NEWPORT BEACH : Mobile Home Park Land Bid Dropped

Residents of the Bayside Village Mobile Home Park on Monday gave up their latest bid to buy the land beneath their coaches for $12 million.

With a deadline looming today, attorneys for residents of the seniors-only park withdrew their request that Newport Beach issue bonds to help finance a deal with the Irvine Co., which owns the land.

City officials indicated that they did not want to lend their name to a bond issue, fearing that if residents were to default on payments, the city’s credit rating would be blemished, Mayor Clarence J. Turner said during Monday’s council meeting.
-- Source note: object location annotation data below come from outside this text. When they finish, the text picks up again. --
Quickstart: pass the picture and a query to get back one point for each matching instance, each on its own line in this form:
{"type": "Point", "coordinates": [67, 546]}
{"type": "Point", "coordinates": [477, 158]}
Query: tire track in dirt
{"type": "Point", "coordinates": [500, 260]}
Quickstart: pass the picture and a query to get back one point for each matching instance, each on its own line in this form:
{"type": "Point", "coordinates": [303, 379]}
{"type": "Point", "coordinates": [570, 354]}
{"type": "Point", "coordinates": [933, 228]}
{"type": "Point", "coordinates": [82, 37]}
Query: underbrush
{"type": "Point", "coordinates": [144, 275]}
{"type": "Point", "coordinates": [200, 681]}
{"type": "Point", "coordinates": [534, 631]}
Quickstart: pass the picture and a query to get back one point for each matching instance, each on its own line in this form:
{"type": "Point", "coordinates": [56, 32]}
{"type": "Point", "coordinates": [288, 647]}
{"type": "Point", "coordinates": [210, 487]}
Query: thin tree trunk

It now appears that the Irvine Co. will sell the land to De Anza Assets Corp. of Beverly Hills, which owns the lease on the land and has already notified residents of rent increases that will go into effect in January, officials said.


“We have told the residents . . . that we would prefer to sell the land to them,” Tom Redwitz, Irvine Co. vice president of development, told the City Council.
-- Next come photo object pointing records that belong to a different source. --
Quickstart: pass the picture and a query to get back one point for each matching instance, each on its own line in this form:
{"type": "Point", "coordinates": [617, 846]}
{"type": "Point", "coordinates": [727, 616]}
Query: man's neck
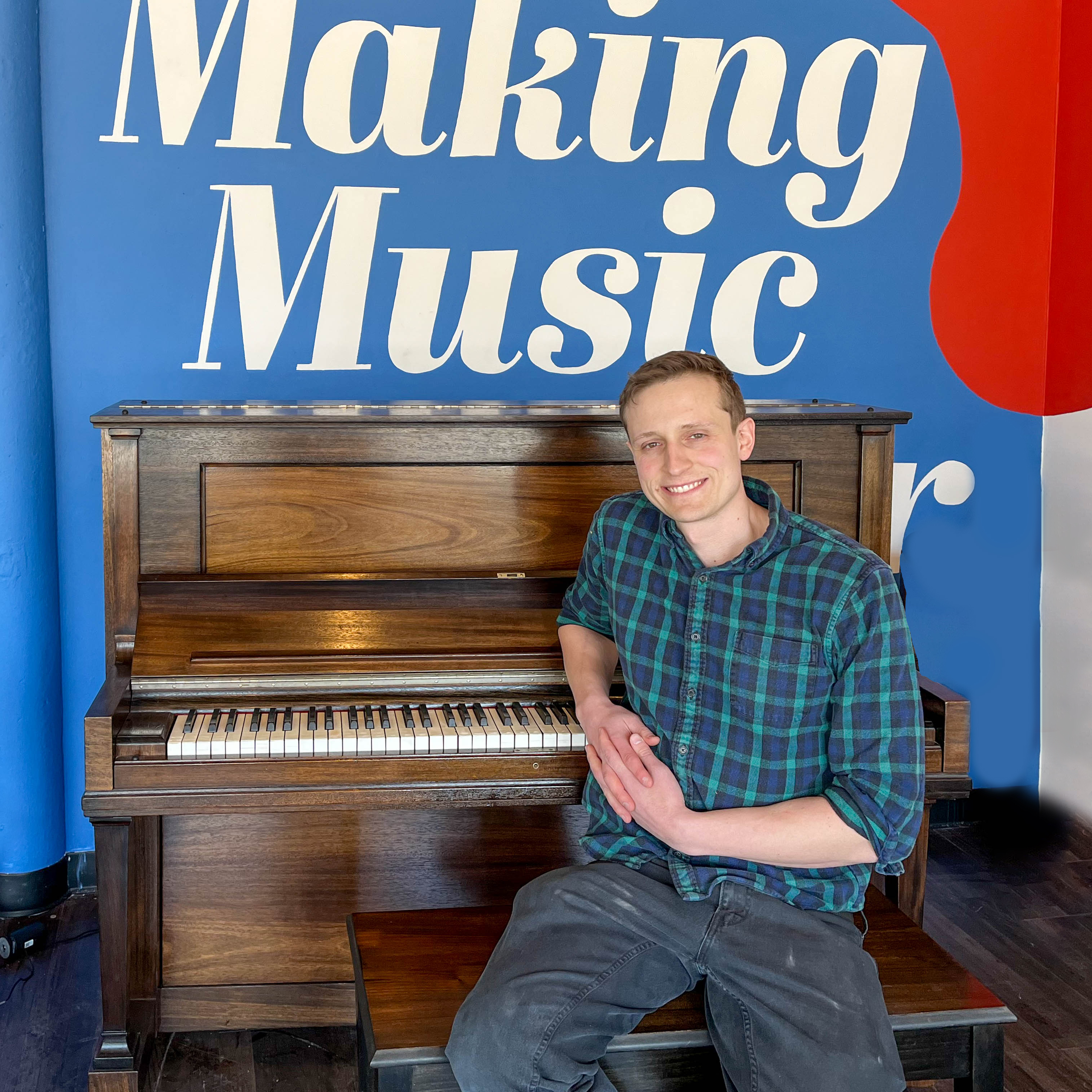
{"type": "Point", "coordinates": [725, 536]}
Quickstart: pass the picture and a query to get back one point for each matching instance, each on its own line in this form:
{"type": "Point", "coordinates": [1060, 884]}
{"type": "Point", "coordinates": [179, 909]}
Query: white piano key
{"type": "Point", "coordinates": [190, 740]}
{"type": "Point", "coordinates": [375, 732]}
{"type": "Point", "coordinates": [450, 731]}
{"type": "Point", "coordinates": [335, 737]}
{"type": "Point", "coordinates": [363, 735]}
{"type": "Point", "coordinates": [248, 740]}
{"type": "Point", "coordinates": [319, 738]}
{"type": "Point", "coordinates": [265, 737]}
{"type": "Point", "coordinates": [202, 736]}
{"type": "Point", "coordinates": [533, 729]}
{"type": "Point", "coordinates": [549, 731]}
{"type": "Point", "coordinates": [520, 738]}
{"type": "Point", "coordinates": [278, 735]}
{"type": "Point", "coordinates": [465, 736]}
{"type": "Point", "coordinates": [306, 736]}
{"type": "Point", "coordinates": [506, 737]}
{"type": "Point", "coordinates": [175, 740]}
{"type": "Point", "coordinates": [233, 740]}
{"type": "Point", "coordinates": [420, 732]}
{"type": "Point", "coordinates": [292, 737]}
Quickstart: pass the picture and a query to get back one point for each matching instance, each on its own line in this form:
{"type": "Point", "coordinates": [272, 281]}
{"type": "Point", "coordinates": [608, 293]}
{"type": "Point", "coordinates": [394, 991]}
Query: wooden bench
{"type": "Point", "coordinates": [414, 968]}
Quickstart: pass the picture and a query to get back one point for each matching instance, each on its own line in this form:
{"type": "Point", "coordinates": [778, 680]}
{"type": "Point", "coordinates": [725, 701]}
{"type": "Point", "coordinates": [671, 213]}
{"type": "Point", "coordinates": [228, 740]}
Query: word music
{"type": "Point", "coordinates": [473, 128]}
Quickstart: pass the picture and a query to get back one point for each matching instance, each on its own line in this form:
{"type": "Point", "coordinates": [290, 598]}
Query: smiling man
{"type": "Point", "coordinates": [774, 757]}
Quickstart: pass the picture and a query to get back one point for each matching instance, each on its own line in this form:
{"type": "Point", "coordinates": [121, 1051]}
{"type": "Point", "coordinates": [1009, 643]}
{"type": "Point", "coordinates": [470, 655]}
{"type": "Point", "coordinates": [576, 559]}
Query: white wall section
{"type": "Point", "coordinates": [1066, 774]}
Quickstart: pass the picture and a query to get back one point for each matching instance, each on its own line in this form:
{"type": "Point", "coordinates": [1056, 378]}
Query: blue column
{"type": "Point", "coordinates": [32, 817]}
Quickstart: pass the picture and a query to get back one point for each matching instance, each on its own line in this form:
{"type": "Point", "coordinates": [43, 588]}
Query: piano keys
{"type": "Point", "coordinates": [490, 727]}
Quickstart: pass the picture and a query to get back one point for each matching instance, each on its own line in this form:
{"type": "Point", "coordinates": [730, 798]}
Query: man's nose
{"type": "Point", "coordinates": [679, 459]}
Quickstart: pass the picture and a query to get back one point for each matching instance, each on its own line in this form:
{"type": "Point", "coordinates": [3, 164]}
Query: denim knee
{"type": "Point", "coordinates": [482, 1050]}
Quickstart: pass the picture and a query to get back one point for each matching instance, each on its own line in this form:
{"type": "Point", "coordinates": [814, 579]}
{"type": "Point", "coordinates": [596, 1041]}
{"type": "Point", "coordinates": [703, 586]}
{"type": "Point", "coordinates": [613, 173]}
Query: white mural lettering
{"type": "Point", "coordinates": [735, 309]}
{"type": "Point", "coordinates": [485, 87]}
{"type": "Point", "coordinates": [567, 299]}
{"type": "Point", "coordinates": [328, 91]}
{"type": "Point", "coordinates": [622, 77]}
{"type": "Point", "coordinates": [481, 325]}
{"type": "Point", "coordinates": [953, 484]}
{"type": "Point", "coordinates": [698, 72]}
{"type": "Point", "coordinates": [264, 308]}
{"type": "Point", "coordinates": [884, 147]}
On behalf of the 265 mobile-home owners, Turner on Tuesday asked the Irvine Co. to extend the deadline, but to no avail.

The Irvine Co. will sell the rental park today to DeAnza Assets for $7.8 million, company spokesman Larry Thomas said.

The deal stipulates that DeAnza must continue using the land as a mobile home park.

Thomas said the purchase agreement with DeAnza includes a clause to allow residents to buy the land and its lease if they can secure financing within one year.

Residents told the council that unless they own the park, DeAnza will drive up rents and force many out of their homes. DeAnza has notified residents of its intention to increase some rents by 5% to 47%, depending on the lot. Rents on some spaces will decrease by about 5%.

Barry McCabe, president of DeAnza, has said his company is raising rents to reflect the market value of a space and does not intend to drive people out of the park.

Some residents came to the council chambers holding signs that read, “Don’t let us become homeless” and “Please save our homes.”


One resident, Bil Gekas, said there is still some hope that they can find a lending agency.

“We are absolutely still trying,” Gekas said. “This is our homes, this is all we have.”